There hasn’t been enough pressure on Big Tech to change. If there is no pressure, why should they? If they need tens of thousands of people for this job, and it’s cheaper to do it in Kenya, India or Bangladesh, why wouldn’t they carry on doing that? Big Tech can say, we’re giving people jobs they wouldn’t have otherwise had, we’re lifting people out of poverty, we’re doing a net positive for society.
Many individuals aren’t able to speak up because it’s a job supporting their families, and they don’t want to rock the boat. But now we’re seeing people who are brave enough to speak up. I mention Daniel Motong in my book, a South African migrant to Kenya, doing one of these jobs. He screened some of the worst content on social media — violence, terrorism, assault, just the worst of the internet — that he had to watch and label and mark, leaving him with lasting PTSD. He’s now suing both Meta and Sama for the impact of that job.
With media coverage, change will come, particularly around working conditions like taking more breaks, having more support, not having to sign non-disclosure agreements.
You write about public surveillance disproportionately harming marginalized communities and protesters against the state. In a country like India, how does this affect a layperson with little knowledge of AI?

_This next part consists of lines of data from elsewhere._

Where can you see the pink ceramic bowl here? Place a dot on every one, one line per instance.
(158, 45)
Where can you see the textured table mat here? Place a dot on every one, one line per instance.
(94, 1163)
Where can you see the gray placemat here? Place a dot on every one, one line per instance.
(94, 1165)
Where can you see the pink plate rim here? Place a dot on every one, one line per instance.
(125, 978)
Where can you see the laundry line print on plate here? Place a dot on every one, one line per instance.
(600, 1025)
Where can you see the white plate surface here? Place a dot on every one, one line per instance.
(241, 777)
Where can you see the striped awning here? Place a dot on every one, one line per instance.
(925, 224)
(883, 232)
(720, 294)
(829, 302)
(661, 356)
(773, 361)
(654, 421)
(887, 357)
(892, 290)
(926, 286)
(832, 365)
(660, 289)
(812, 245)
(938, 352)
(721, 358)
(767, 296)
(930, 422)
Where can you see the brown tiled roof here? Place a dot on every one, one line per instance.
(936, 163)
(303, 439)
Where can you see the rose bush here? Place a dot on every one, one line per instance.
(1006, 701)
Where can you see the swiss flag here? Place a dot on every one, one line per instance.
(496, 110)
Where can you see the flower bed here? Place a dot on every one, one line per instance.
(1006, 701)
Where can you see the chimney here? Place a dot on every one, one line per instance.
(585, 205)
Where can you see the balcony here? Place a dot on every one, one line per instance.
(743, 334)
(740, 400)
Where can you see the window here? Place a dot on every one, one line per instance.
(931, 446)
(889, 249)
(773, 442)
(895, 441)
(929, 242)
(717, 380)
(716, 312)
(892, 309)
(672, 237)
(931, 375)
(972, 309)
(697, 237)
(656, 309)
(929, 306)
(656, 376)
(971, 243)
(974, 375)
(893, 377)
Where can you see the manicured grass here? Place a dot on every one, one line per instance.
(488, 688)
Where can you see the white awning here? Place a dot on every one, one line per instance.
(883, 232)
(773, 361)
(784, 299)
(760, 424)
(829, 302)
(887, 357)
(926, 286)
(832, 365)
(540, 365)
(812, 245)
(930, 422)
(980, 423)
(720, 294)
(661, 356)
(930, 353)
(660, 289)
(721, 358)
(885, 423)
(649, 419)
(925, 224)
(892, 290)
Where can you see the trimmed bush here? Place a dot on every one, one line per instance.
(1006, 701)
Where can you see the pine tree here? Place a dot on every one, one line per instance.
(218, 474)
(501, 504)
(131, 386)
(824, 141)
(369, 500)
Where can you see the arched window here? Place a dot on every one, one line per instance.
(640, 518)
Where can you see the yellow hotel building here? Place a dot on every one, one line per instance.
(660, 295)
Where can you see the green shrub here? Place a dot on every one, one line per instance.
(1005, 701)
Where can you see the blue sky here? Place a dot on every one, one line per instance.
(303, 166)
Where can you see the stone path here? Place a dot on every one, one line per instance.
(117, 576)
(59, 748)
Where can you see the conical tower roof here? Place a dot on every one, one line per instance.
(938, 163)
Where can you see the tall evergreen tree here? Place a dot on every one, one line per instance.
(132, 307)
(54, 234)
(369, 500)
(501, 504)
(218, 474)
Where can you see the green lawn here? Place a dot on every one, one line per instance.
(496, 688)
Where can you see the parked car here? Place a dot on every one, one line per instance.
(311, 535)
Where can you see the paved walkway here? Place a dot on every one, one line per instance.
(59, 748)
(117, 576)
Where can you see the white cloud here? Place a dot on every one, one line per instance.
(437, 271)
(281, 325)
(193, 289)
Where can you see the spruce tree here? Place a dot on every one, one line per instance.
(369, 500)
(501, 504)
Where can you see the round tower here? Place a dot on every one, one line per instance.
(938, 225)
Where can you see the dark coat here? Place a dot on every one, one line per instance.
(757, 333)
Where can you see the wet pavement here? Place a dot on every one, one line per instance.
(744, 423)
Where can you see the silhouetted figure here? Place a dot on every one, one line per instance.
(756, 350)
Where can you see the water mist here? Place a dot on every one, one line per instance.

Mass surveillance becomes a dragnet. You’re identifying a whole bunch of people, some of whom are just regular people going about their jobs. The argument isn’t so much that I have nothing to hide, so I have nothing to fear. What if, one day, you become what somebody defines as a persecuted minority? Those definitions change all the time. In the book, I look at a dictatorship in 1970s Latin America, where data collection became a weapon. The definition of an enemy of the state was extremely broad. It became anybody who was religious, educated, or who they felt could threaten the dictatorship. In another time, you would’ve had nothing to fear if you’re just a university lecturer. Things change under different governments. As a citizen of any country, you’re no longer a private citizen in a public space. There’s no such thing as being anonymous in a crowd anymore.
How do we advance conversations about creativity which usually begin and end with — we can generate texts so we don’t need writers, we can generate designs so we don’t need designers?
Much of the conversation is: Is this good enough for the job? That’s how tech companies are selling it. It’s good enough for your office work, to write emails, to pair programs and go play golf. It’s about convenience.
But the next step is, what if we don’t want to just be good enough? What about being the best at something? The joy of doing something? Do we want to read books written by an AI? We read books to find a connection to the author’s voice, to see something of ourselves in there. AI doesn’t have that.
Science fiction has damning things to say about how we use technology to solve social problems like loneliness. How do you see the future of this?
AI will change how we communicate. I’ve written about Renata Naira, former CEO of Tinder, and how she was disillusioned with the app changing human relationships. Now she’s working on a language-model bot offering relationship advice. She believes that it could help young people connect again by reducing the risks of putting yourself out there.
But I also spoke to researcher Ron Ivy, who says technology will lock us into cycles of just wanting to talk to tech all the time, not trusting one another. It’ll make things worse for people with extreme behaviors, like those who commit terror acts due to being lonely and shut off from the world. There will definitely be changes. I’m not fully convinced that it will be positive. I’m open to seeing where it goes.